Puis il y a Marie. Elle est Mère de Dieu fait homme. Nous y voyons surtout la gloire, mais c’est d’abord une rude tâche, qui la dépasse nécessairement, comme Dieu dépasse l’homme. Et Marie se trouvera souvent dépassée par son fils. Son fils qu’elle ne comprend pas, lorsqu’il enseigne les docteurs au Temple. Son fils qui ne semble pas la connaître et reconnaître, ni à Cana (Jn 2, 4) ni lorsqu’elle cherche à le voir (Mc 3, 32-33). Elle est immaculée, sans péché, mais pas omnisciente. Au contraire, son cœur devait souffrir d’autant plus qu’il était parfaitement pur de toutes ces incompréhensions. Elle a souffert pour elle-même, mais elle a davantage souffert pour son fils. Chaque mère veut ce qu’il y a de mieux pour son enfant ; or, il n’y a rien de pire pour Dieu que d’être homme. La chair que le Verbe a reçue de la Vierge Marie était pour lui source de souffrances et de mort. Lui, la Vie, le saint immortel, ne pouvait mourir que parce que la Vierge Marie l’avait mis au monde (cf. Louis Chardon, La Croix de Jésus). En plus, comme homme il a choisi le métier le plus ingrat et dangereux. Messie, cela veut dire, concrètement : pas d’enfant (donc pas de petits-enfants pour Marie), pas de domicile fixe, une reconnaissance sociale plutôt instable, et surtout, à la fin, la mort ignominieuse sur la croix. Une double leçon à tirer pour les mères de famille. D’abord si même la Sainte Vierge a fait souffrir son fils, il est inévitable que toutes les mères, elles aussi, fassent souffrir leurs enfants, qu’elles le veuillent ou non. Ensuite, leurs enfants, tous hommes qu’ils soient, sont également des fils adoptifs de Dieu, et il y a forcément quelque chose de cette intimité qu’ils ont avec leur Père céleste qui échappe inévitablement aux mères.

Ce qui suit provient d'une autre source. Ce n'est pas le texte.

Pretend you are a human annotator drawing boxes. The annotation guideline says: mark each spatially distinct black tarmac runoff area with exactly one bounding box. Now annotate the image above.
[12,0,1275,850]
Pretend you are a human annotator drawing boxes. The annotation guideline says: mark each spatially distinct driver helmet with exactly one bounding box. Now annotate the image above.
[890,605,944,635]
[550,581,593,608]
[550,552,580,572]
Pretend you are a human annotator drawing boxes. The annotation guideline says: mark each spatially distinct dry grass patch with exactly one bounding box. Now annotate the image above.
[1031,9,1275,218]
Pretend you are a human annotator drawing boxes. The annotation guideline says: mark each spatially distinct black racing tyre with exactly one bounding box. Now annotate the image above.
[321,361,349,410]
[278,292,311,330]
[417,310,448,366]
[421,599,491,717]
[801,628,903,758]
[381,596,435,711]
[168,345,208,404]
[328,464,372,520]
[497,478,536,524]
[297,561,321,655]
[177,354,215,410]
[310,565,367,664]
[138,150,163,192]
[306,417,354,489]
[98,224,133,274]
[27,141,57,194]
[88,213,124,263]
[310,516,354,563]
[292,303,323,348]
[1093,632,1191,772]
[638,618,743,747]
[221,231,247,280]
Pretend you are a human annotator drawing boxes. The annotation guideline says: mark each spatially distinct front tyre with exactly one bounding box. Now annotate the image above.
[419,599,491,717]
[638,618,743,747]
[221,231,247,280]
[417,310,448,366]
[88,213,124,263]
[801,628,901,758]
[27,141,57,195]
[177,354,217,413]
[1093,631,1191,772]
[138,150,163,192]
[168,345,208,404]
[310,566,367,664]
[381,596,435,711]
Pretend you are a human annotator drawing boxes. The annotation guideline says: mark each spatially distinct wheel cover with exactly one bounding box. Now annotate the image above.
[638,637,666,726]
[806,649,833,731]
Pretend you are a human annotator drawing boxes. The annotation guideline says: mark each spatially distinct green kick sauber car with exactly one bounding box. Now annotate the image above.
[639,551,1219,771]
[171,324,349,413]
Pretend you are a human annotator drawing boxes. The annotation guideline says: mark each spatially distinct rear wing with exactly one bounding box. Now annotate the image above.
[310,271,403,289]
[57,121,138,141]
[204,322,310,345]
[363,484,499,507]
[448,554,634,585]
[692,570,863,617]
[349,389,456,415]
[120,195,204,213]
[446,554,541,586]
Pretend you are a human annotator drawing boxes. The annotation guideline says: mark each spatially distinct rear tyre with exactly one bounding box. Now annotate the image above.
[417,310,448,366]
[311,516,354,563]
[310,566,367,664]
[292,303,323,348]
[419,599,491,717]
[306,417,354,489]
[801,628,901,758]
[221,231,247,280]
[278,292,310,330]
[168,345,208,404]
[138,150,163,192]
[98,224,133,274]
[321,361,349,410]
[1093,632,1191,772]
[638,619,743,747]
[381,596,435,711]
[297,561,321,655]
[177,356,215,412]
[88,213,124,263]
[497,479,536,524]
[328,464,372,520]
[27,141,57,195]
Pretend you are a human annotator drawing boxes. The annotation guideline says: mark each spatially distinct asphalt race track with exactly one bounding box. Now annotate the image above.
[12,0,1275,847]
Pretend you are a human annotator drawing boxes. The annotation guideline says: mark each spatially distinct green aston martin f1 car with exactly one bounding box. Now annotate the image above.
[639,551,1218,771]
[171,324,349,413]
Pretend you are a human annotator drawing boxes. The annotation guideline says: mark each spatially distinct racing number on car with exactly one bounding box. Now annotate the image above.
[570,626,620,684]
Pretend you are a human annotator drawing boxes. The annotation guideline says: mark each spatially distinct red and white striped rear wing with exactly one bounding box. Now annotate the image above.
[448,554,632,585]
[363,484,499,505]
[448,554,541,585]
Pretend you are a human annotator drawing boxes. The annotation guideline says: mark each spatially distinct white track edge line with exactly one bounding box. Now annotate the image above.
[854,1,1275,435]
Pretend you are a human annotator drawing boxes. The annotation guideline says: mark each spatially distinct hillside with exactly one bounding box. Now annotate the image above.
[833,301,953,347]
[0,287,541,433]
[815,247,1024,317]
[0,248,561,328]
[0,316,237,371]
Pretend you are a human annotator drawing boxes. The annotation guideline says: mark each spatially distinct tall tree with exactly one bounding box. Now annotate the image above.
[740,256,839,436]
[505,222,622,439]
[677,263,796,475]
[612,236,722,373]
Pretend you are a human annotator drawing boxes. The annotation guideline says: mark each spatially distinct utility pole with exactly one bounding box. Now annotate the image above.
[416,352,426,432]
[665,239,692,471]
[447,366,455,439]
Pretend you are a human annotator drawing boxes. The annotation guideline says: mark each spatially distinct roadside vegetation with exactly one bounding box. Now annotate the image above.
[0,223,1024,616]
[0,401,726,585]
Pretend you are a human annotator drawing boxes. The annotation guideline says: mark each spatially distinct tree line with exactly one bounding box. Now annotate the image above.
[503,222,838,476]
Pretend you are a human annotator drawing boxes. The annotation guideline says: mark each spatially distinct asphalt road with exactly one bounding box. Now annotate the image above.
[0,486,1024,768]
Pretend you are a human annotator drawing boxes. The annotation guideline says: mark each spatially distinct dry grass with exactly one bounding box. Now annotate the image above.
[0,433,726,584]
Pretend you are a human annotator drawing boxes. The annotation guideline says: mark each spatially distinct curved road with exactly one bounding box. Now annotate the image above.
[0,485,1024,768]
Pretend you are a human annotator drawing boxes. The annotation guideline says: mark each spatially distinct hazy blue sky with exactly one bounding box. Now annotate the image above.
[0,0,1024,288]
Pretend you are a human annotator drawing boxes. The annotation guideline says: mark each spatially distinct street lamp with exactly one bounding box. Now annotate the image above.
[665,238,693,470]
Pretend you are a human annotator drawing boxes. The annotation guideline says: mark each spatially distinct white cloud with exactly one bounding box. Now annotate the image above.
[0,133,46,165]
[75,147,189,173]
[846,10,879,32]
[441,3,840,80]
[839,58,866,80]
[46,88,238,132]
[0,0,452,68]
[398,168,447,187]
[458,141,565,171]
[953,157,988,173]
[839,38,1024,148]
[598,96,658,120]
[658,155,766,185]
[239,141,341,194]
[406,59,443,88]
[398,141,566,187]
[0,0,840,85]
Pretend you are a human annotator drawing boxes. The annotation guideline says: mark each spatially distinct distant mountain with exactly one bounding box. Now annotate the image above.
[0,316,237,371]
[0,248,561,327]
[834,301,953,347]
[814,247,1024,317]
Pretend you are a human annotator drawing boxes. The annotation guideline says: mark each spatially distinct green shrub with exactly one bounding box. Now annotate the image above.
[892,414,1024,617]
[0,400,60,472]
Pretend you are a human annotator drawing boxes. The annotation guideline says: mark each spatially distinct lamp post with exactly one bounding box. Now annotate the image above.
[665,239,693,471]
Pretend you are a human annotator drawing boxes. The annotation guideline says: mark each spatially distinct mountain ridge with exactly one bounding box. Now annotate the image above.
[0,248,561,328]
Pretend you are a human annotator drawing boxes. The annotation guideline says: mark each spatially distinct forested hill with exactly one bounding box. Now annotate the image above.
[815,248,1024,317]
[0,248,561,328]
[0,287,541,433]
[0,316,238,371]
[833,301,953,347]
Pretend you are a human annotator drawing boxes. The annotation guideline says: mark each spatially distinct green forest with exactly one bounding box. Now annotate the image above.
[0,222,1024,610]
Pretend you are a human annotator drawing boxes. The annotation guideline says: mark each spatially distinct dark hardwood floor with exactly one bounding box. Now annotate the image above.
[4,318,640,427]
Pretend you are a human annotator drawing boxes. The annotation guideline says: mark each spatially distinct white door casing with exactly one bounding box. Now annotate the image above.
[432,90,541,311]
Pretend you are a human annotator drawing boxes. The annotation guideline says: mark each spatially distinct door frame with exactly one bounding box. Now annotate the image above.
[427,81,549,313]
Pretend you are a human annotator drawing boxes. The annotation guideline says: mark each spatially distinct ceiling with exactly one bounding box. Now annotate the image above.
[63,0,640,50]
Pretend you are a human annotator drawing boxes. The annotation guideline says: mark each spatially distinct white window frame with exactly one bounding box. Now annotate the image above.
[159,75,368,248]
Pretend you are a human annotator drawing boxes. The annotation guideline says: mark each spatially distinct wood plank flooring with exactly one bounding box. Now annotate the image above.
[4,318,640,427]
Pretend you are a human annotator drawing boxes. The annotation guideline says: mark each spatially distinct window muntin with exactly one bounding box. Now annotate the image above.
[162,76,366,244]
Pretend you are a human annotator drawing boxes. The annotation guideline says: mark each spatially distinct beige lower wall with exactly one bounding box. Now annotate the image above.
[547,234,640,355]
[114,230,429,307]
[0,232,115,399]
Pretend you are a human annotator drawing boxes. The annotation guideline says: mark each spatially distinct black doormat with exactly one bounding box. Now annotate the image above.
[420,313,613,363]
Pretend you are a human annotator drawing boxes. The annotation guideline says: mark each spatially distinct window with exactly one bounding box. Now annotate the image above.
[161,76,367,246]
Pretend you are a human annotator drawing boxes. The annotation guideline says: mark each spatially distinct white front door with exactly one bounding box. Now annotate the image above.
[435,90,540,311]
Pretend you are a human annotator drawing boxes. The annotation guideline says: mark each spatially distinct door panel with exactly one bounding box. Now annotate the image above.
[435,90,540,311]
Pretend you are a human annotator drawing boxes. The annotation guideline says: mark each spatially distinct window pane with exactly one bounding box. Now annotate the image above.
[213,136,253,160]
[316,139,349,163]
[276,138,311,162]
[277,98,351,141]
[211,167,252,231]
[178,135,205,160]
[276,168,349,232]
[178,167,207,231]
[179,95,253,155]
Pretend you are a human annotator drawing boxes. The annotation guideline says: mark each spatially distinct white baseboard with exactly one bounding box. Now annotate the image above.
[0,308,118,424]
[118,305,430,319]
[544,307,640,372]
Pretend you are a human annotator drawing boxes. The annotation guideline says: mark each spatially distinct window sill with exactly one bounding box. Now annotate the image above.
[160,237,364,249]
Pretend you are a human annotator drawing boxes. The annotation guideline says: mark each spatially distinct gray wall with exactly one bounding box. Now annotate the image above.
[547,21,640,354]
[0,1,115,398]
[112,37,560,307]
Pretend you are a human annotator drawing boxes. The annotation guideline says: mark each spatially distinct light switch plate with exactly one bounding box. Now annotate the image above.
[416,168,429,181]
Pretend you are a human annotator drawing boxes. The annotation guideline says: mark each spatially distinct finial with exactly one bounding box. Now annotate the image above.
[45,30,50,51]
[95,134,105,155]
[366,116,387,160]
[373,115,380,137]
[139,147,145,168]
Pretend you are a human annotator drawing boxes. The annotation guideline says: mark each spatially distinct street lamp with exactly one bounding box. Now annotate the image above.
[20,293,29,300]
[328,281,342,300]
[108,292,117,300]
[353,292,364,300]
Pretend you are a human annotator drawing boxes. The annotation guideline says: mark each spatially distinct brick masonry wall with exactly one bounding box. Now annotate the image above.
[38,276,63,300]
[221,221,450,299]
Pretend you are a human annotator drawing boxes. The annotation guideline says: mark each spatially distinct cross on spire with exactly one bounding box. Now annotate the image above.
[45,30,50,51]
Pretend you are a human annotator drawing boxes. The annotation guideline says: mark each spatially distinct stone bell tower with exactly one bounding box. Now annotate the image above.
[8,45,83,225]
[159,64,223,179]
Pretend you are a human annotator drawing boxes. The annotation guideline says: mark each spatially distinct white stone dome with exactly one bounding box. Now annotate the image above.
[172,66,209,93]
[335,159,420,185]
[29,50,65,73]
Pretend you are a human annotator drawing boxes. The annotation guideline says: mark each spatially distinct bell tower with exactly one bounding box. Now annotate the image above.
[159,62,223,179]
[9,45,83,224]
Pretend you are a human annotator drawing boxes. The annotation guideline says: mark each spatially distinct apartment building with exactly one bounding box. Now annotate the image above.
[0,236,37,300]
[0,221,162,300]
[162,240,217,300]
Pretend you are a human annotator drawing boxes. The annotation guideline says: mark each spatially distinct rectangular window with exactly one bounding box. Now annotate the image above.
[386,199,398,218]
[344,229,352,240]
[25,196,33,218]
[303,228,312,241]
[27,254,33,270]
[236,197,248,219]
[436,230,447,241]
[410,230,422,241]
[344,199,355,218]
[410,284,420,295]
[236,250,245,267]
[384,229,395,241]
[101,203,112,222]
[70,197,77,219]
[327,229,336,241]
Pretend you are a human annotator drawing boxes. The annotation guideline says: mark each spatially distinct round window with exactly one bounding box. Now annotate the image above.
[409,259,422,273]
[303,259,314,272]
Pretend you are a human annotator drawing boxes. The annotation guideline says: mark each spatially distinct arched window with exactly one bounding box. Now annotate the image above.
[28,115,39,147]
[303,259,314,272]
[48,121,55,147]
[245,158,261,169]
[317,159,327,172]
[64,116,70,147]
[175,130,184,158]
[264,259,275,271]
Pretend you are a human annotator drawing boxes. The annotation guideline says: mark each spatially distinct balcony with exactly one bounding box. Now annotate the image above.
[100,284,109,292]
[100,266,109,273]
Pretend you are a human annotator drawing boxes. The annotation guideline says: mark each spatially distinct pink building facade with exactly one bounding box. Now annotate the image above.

Un charpentier fuyant, une veuve sans enfants ni petits-enfants, un condamné à mort… voilà la sainte Famille. Son histoire commence par une grossesse imprévue, et elle se termine sur la croix. Qui parmi nous, frères et sœurs, aurait envie d’imiter une famille pareille ? Et pourtant c’est à cela que nous invite la fête d’aujourd’hui. Aujourd’hui, quand la famille nous semble attaquée de tout part, contemplons la famille de Nazareth, hébergée dans une étable, pourchassée par les puissants de ce monde, vivant dans des conditions précaires… Et imitons cette famille si aimante : aimante dans les difficultés, aimante depuis Nazareth jusqu’au Calvaire.